Google finally announced a robots.txt flag to opt out a website of their AI models without having to block the full Google crawler and have the website out of Google results.
In theory this should do it:
User-agent: Google-Extended
Disallow: /
@hugo I just added it to my site, but it doesn't very great that I have to opt out. This should be opt-in.
Sadly, that's not going to happen unless there are laws introduced in both the EU and US.
@loke yep, true. One option is to just block all bots in robots.txt and only opt in to the wanted ones.
@hugo That sounds like a good idea. I'll have to find out how to do that. Do you know of a list of bots that I can use to decide which ones I want?

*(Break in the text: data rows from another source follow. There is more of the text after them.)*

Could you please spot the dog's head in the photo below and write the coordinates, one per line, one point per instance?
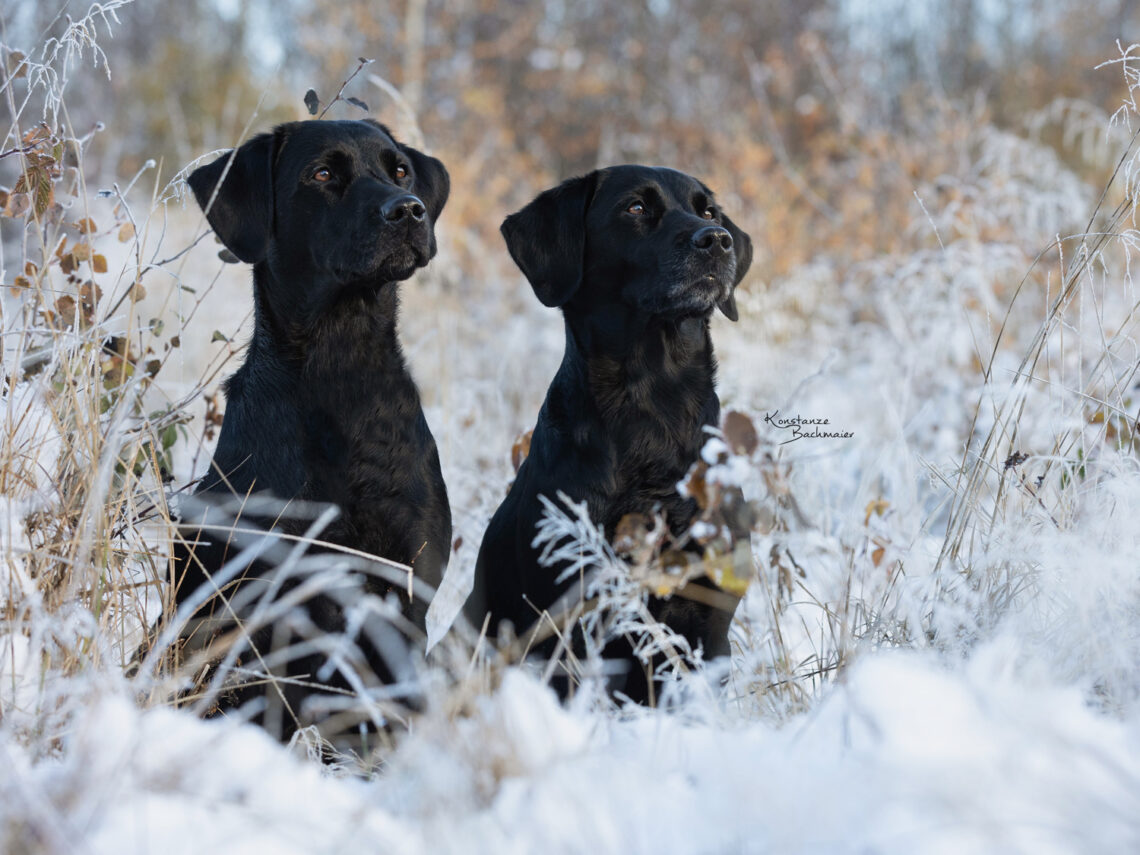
(331, 201)
(653, 239)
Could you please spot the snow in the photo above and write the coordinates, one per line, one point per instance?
(906, 755)
(887, 694)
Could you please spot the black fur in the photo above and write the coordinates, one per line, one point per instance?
(324, 408)
(624, 417)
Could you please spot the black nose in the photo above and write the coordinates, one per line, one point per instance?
(713, 238)
(406, 205)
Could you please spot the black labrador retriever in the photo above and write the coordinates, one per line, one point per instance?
(332, 214)
(637, 258)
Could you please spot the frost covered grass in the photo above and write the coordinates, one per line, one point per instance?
(936, 651)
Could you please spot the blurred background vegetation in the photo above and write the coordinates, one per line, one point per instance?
(819, 119)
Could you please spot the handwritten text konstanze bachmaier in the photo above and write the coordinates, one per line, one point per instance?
(806, 428)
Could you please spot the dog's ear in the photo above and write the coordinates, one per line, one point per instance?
(433, 185)
(742, 247)
(547, 238)
(239, 210)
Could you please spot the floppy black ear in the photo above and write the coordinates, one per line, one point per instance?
(547, 238)
(241, 210)
(742, 246)
(433, 185)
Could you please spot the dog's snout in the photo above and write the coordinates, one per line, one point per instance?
(713, 238)
(404, 206)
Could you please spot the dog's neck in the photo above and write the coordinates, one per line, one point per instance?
(645, 374)
(363, 315)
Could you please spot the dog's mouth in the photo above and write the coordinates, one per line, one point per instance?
(389, 261)
(700, 294)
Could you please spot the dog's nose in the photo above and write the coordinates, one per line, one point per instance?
(713, 238)
(402, 206)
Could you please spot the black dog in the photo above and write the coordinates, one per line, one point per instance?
(637, 259)
(332, 216)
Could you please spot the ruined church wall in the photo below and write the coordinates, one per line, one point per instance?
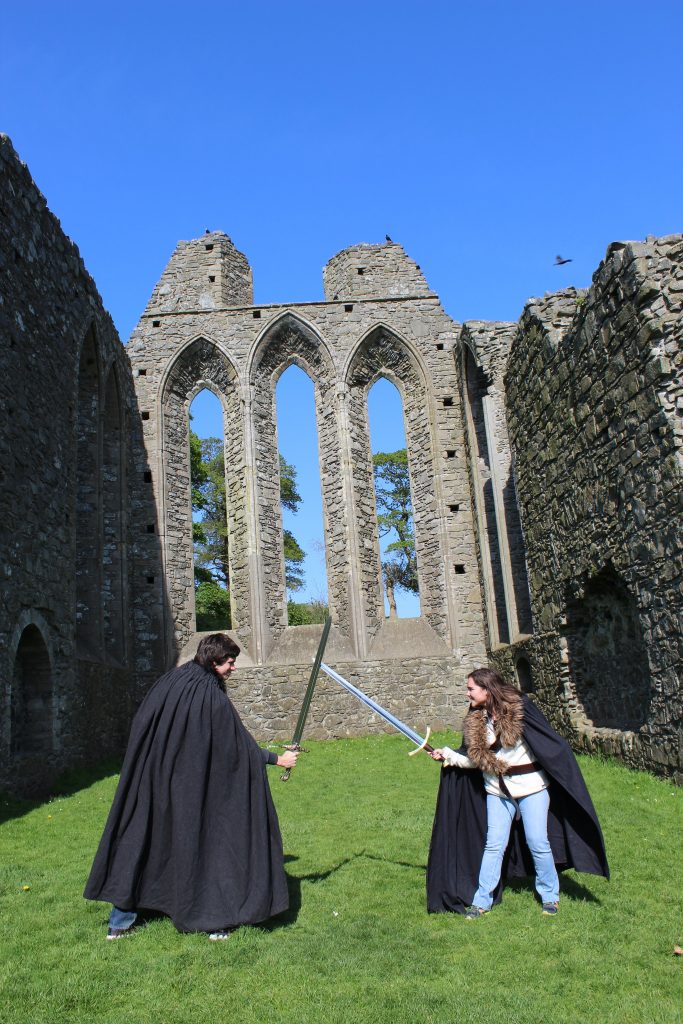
(344, 346)
(66, 407)
(594, 406)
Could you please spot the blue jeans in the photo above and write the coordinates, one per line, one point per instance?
(501, 814)
(122, 919)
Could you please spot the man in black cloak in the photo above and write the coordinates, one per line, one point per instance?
(193, 832)
(459, 835)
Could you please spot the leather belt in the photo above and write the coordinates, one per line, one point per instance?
(523, 769)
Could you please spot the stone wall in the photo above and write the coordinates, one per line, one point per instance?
(366, 271)
(67, 408)
(344, 347)
(545, 462)
(594, 406)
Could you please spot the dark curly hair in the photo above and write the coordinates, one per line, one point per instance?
(215, 649)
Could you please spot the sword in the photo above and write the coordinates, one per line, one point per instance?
(298, 731)
(421, 742)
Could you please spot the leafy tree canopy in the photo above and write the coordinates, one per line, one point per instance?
(210, 528)
(394, 518)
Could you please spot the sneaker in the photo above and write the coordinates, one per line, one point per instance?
(474, 912)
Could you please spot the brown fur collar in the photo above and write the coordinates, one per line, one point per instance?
(508, 725)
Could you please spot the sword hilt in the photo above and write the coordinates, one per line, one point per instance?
(291, 747)
(424, 745)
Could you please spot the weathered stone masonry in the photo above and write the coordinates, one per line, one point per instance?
(545, 465)
(595, 412)
(68, 630)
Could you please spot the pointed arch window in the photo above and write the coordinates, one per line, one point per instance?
(210, 527)
(113, 523)
(32, 695)
(393, 501)
(301, 498)
(88, 552)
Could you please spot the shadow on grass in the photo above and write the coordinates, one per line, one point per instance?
(288, 916)
(294, 884)
(65, 785)
(569, 889)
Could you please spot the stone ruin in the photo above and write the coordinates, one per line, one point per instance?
(545, 461)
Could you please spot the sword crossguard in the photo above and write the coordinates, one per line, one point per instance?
(422, 745)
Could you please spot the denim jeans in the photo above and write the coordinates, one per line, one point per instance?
(122, 919)
(501, 814)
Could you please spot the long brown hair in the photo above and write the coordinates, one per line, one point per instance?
(499, 692)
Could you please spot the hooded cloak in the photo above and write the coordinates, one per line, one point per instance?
(193, 832)
(459, 835)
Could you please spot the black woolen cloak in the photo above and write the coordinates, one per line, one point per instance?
(193, 830)
(459, 835)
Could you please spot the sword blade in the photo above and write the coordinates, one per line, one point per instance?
(303, 714)
(378, 709)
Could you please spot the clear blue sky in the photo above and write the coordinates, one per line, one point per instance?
(484, 136)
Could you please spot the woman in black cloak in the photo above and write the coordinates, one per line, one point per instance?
(193, 832)
(512, 770)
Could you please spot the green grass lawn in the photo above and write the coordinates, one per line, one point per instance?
(357, 944)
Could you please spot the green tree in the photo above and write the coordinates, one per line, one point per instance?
(290, 499)
(394, 517)
(210, 530)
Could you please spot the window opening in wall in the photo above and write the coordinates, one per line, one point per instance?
(32, 695)
(301, 499)
(393, 501)
(210, 540)
(88, 497)
(114, 568)
(523, 673)
(497, 609)
(606, 652)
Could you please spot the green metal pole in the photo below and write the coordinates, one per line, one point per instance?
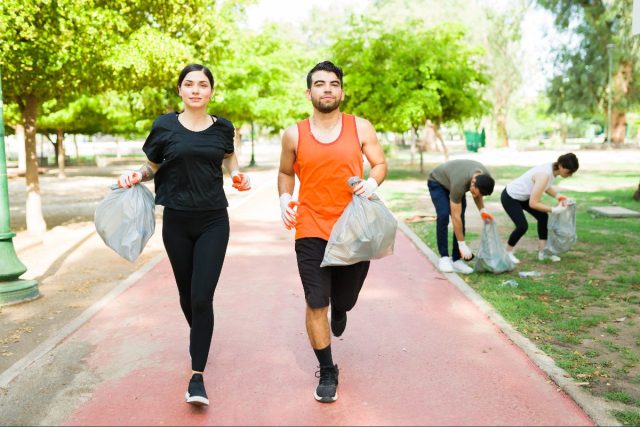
(12, 289)
(610, 47)
(253, 153)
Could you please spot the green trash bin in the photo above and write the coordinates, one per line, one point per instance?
(472, 140)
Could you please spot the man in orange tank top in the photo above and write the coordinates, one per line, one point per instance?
(324, 151)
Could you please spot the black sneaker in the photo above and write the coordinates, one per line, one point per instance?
(196, 394)
(327, 390)
(338, 322)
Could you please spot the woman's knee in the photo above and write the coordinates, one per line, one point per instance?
(522, 228)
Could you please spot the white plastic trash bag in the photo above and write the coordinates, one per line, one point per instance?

@loke To disallow all is pretty simple, then you need to decide on the ones you want to allow and that could take a lot more work depending on what you want.
This page shows the basics of robots.txt and how to disallow all.
Now regarding a list of bots that you can decide to use or not, I don't know of one, no.
@loke I just did a search and this one doesn't look extensive but maybe it's a start.
@hugo @loke As far as I remember, OpenAI has said GPTBot will only respect explicit disallow's matching its user-agent. It'll ignore a generic disallow all, because they deem that's intended for search engines and they can just ignore it.
Other AI crawlers seem to do this too, so be weary of a disallow all, without explicit opt-outs for GPTBot and Google-Extended.
@hugo Thanks, added!
I have some more Google bots on my list:
User-agent: AdsBot-Google-Mobile
Disallow: /
User-agent: AdsBot-Google
Disallow: /
User-agent: Mediapartners-Google
Disallow: /
User-agent: Google-Extended
Disallow: /
User-agent: Storebot-Google
Disallow: /
@hugo damn this needs to be opt in innit
@owl well, if you block every bot in robots.txt then you can opt it just to the ones you want but yes, I understand the feeling and it's not understandable that they have been training their AI models on others people data for a long time using everything they wanted from their search index bot.
@hugo I opted-out the OpenAI GPTBot and got delisted by DDG and Bing.
@jan WOW, that's crazy!
@hugo ...good to realise that the large majority will not opt-out, just as most websites don't opt-out from Google Search. Personally i find it strange if a website would allow Google crawling for search but not for AI, especially if you know where search is heading strategically.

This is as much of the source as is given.